She called me Jeff during sex, I just kept going like nothing happened. To think, if I was a woman that would be a problem.
I just witnessed Grandma making her infamous daiquiris. Extraordinary.
We met at my place after separate parties but the condom wrapper was red with hearts and said love. Does that count as a romantic date?
I don't care that you fucked her. I'm offended that once again, you fucked someone with me in the room because you assumed I was asleep.
Stayed out til 7 am.... Did u know there's a guy who goes up and down the quad at that hour playing bagpipes?

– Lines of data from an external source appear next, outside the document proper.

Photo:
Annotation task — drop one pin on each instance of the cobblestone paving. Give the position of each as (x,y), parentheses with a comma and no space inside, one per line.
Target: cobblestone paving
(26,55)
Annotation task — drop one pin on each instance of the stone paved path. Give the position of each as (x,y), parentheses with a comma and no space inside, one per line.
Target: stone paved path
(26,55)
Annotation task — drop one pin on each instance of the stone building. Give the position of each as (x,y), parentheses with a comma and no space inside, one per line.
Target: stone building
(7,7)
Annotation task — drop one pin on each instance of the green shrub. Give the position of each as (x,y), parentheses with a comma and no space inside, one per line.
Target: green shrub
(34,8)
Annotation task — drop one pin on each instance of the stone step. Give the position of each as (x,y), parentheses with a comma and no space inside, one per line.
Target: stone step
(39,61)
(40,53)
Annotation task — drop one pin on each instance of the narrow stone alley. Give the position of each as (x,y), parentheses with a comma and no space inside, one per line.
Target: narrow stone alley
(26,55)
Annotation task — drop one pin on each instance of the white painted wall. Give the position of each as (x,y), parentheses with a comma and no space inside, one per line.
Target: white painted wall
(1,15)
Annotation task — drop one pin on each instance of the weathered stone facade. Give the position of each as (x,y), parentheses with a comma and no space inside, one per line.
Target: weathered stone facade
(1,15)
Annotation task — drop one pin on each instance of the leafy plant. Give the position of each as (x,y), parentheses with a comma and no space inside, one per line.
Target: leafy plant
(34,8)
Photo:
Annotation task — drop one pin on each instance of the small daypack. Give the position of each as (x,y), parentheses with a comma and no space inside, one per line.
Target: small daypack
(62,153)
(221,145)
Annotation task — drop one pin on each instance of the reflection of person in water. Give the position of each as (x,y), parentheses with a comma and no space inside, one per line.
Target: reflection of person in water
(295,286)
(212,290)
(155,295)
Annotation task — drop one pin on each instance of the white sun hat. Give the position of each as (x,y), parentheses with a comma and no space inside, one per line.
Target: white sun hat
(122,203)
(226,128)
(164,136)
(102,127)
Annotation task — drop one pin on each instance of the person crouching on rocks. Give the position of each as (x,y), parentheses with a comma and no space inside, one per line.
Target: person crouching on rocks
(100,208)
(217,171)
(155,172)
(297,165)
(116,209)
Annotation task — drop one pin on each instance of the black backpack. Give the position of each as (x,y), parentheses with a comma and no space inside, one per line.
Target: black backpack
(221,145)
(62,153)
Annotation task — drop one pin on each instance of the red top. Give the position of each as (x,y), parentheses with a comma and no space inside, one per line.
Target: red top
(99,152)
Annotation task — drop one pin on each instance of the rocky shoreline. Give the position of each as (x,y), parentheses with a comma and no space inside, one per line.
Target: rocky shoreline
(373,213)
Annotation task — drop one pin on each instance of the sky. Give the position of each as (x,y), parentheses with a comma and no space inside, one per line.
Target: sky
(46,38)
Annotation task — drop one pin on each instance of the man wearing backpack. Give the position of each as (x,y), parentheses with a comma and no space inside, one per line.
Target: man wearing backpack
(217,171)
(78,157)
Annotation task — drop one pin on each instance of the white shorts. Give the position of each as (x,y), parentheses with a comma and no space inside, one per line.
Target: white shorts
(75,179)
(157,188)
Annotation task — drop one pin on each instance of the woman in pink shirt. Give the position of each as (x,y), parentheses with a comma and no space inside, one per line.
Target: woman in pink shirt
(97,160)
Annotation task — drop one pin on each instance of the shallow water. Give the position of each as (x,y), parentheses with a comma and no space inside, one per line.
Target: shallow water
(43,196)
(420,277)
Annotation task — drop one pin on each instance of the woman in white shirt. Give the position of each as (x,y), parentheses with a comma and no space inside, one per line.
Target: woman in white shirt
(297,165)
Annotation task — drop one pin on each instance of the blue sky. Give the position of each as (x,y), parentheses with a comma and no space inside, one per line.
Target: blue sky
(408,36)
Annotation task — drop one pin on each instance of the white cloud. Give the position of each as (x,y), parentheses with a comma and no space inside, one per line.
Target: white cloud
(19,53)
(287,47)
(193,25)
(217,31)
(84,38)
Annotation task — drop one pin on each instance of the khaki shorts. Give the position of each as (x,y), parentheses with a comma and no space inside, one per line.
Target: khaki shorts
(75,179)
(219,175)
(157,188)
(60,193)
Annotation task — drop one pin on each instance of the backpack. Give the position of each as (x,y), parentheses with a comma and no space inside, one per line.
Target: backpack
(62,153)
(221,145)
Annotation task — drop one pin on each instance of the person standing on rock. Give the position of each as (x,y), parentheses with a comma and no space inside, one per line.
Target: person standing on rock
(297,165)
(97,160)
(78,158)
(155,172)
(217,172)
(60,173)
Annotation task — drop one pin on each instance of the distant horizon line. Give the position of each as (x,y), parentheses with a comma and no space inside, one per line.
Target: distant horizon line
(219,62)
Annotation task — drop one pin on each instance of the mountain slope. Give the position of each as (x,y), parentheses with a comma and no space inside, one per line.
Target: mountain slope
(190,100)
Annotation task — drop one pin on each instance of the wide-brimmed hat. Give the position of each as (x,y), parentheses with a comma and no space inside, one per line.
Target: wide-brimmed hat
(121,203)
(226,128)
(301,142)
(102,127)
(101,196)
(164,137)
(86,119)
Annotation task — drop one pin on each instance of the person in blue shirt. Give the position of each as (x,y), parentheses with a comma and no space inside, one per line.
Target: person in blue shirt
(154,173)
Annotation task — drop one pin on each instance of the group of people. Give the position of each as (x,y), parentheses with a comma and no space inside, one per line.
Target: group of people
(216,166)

These bathrooms are miraculous. I'd love to have sex in here. Wow. I've peed 5 times.
After so many times of carrying your puked covered clothes home in a bag on a Tuesday morning, you begin to realize that Fucked Up Mondays aren't a real thing.
I have been referring to it as "thanks for getting out of me day" all week. Do you think they will still take me to brunch tomorrow?
the fat guy in me is very excited, and the skinny guy in me is very excited for the fat guy in me
Don't be too mad at the guy who broke your kitchen table. Didn't get his name, but he knew all about your gay porn career. Like DETAILS...
Haha ohman remember when I peed in your blender? Gotta love college.
YOU DID WHAT???
Apparently she broke up w/ her bf like 3 weeks ago. She actually called me to be her bday hookup cause she's single now. Patience- the virtue that occasionally pays off.
If it exists, I've probably pregamed it.
Sorry about the nipples in that snapchat. It was meant for the Australian.